Renaissance men and women, unhindered by job title or description.

With shared vision and discipline.

A group that collectively develops the capacity to deal with the demands of the given project.

A true renaissance team.

Spain 2008-2012

For so long the perennial underachievers of world football, La Roja matured like a fine Rioja to produce one of the most robust systems of play to grace the world stage.

A possession-based brand of football known as Tiki-taka.

Experts in controlling a game, keeping the ball from their opponents in the manner of a cat toying with a helpless mouse.

A style of play based on making your way to the back of the net through short passing and movement, the ball worked carefully through various channels, with patience and possession above all else.

Everyone gets a touch of the ball, because everyone is capable.

The metronomic “carousel” passing of Xavi and Iniesta.

Compellingly silky with a steely defence and sublime skill (most notably when beating Italy 4-0 in the Euro 2012 final).

It was football in a completely different technical and intellectual stratosphere, reducing even the finest of competition (the Germans and Dutch) to headless chickens.

Spain had developed a footballing identity - a successful combination of Dutch ideas with a twist of their own.

They’d a national commitment to a certain idea of football.

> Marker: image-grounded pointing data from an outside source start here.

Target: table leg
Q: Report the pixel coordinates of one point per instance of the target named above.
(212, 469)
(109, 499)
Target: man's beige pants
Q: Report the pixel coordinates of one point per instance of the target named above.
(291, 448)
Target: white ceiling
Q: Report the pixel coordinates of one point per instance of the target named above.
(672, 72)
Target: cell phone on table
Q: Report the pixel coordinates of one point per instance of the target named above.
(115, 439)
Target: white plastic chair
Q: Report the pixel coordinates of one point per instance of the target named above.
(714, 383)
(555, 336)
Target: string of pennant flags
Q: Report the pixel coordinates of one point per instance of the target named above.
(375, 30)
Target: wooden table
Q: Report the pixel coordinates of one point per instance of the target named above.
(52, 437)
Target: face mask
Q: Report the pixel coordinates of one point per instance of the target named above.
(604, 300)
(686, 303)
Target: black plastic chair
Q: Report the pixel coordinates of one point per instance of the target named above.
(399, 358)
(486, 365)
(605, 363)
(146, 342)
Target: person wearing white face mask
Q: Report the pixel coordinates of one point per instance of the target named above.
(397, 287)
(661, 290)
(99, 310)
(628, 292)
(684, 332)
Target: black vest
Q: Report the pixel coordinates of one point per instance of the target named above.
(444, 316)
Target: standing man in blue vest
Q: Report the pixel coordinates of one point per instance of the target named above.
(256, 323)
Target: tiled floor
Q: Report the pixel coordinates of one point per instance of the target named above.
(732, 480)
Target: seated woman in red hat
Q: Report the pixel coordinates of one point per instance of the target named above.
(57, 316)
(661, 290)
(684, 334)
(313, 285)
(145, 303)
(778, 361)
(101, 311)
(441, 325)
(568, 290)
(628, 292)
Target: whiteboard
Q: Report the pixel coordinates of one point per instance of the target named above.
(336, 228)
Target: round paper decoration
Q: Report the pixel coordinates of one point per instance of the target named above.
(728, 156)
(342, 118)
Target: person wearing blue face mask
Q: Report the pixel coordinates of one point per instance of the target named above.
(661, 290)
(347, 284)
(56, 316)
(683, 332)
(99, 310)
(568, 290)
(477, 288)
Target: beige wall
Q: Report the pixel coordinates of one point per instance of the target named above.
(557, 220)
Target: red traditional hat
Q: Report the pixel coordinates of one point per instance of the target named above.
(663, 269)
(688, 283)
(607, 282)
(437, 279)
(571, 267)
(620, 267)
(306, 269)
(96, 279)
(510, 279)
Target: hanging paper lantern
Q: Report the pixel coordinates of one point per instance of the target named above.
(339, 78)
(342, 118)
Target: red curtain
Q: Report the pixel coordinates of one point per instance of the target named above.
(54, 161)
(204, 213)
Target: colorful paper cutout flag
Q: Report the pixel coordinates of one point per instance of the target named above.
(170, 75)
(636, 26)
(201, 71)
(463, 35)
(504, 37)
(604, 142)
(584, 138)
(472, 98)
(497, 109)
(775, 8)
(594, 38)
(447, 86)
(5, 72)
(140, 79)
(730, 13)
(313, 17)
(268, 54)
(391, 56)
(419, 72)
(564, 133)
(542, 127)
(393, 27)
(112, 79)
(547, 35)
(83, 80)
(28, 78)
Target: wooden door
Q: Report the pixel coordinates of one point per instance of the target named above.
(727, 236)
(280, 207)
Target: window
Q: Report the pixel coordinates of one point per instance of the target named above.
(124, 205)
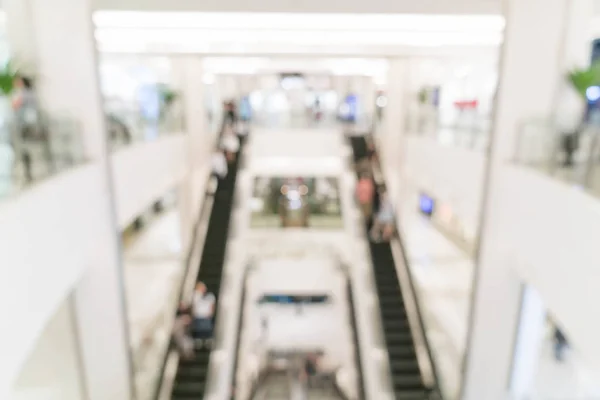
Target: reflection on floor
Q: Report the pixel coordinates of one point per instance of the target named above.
(443, 275)
(563, 380)
(153, 271)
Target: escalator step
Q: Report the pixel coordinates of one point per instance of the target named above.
(404, 366)
(406, 381)
(191, 389)
(401, 352)
(411, 395)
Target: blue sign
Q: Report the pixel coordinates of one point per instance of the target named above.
(426, 204)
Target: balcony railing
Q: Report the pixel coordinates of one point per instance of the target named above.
(568, 156)
(469, 130)
(32, 152)
(128, 125)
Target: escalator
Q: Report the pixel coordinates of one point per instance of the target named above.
(275, 385)
(191, 375)
(285, 384)
(407, 381)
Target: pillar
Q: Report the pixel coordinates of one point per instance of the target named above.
(54, 40)
(394, 123)
(368, 97)
(189, 79)
(528, 88)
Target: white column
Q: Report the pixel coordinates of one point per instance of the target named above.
(528, 88)
(189, 78)
(394, 123)
(55, 40)
(63, 64)
(368, 96)
(528, 344)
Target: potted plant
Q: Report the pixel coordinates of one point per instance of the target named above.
(168, 97)
(580, 80)
(8, 75)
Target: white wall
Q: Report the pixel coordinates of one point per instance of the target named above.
(146, 171)
(351, 6)
(449, 173)
(52, 370)
(46, 236)
(551, 231)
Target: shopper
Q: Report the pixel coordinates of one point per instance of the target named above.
(383, 227)
(203, 307)
(560, 344)
(365, 190)
(25, 106)
(181, 336)
(230, 143)
(219, 165)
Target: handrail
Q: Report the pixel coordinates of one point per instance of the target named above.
(239, 337)
(359, 364)
(410, 297)
(205, 211)
(207, 205)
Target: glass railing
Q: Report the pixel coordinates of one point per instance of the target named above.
(35, 151)
(470, 130)
(127, 125)
(572, 158)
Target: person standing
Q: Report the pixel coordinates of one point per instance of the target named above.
(230, 143)
(365, 190)
(560, 344)
(181, 337)
(203, 308)
(219, 167)
(25, 107)
(383, 227)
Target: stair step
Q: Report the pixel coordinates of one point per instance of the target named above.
(411, 394)
(189, 389)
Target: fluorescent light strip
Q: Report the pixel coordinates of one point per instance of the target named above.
(313, 38)
(355, 22)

If the Spanish team of 2008-2012 were a creative business they’d set themselves up to have shared ownership of the idea.

A systematic and patient development of a thought involving everyone.

Key players at the centre of the team, keeping up the momentum and pace, bringing others into the game, and creating option after option.


Perhaps what we can learn from the greatest international football sides is that (inevitably) any team or strategy falters over time.

When plan A doesn’t’ work, don’t resort to plan A.

Tactics have their importance, but they spring from the central thing - the idea.

Preserve the core purpose and values but change the cultural and operating practices: the specific goals and strategies.

Over-reliance upon fixed old-fashioned partnerships such as art director and copywriter need re-thinking and reinventing.

The idea of the fixed design team, or conversely the lone designer, need re-evaluation and a greater emphasis on bringing others into the process, creating greater collaboration with other disciplines.

Different partnerships like creative and planner can prove both cerebral and aesthetic pleasing.

The client isn’t the equivalent of the “bastard in the black” (football speak for the referee): they’re part of the team and should be brought into the game.

Branding and marketing is a team sport.

A combination of great team play and moments of individual genius, with an overall belief in a way of doing things.

We remind ourselves of this every day.

You tend to do that when you’re called “Squad”.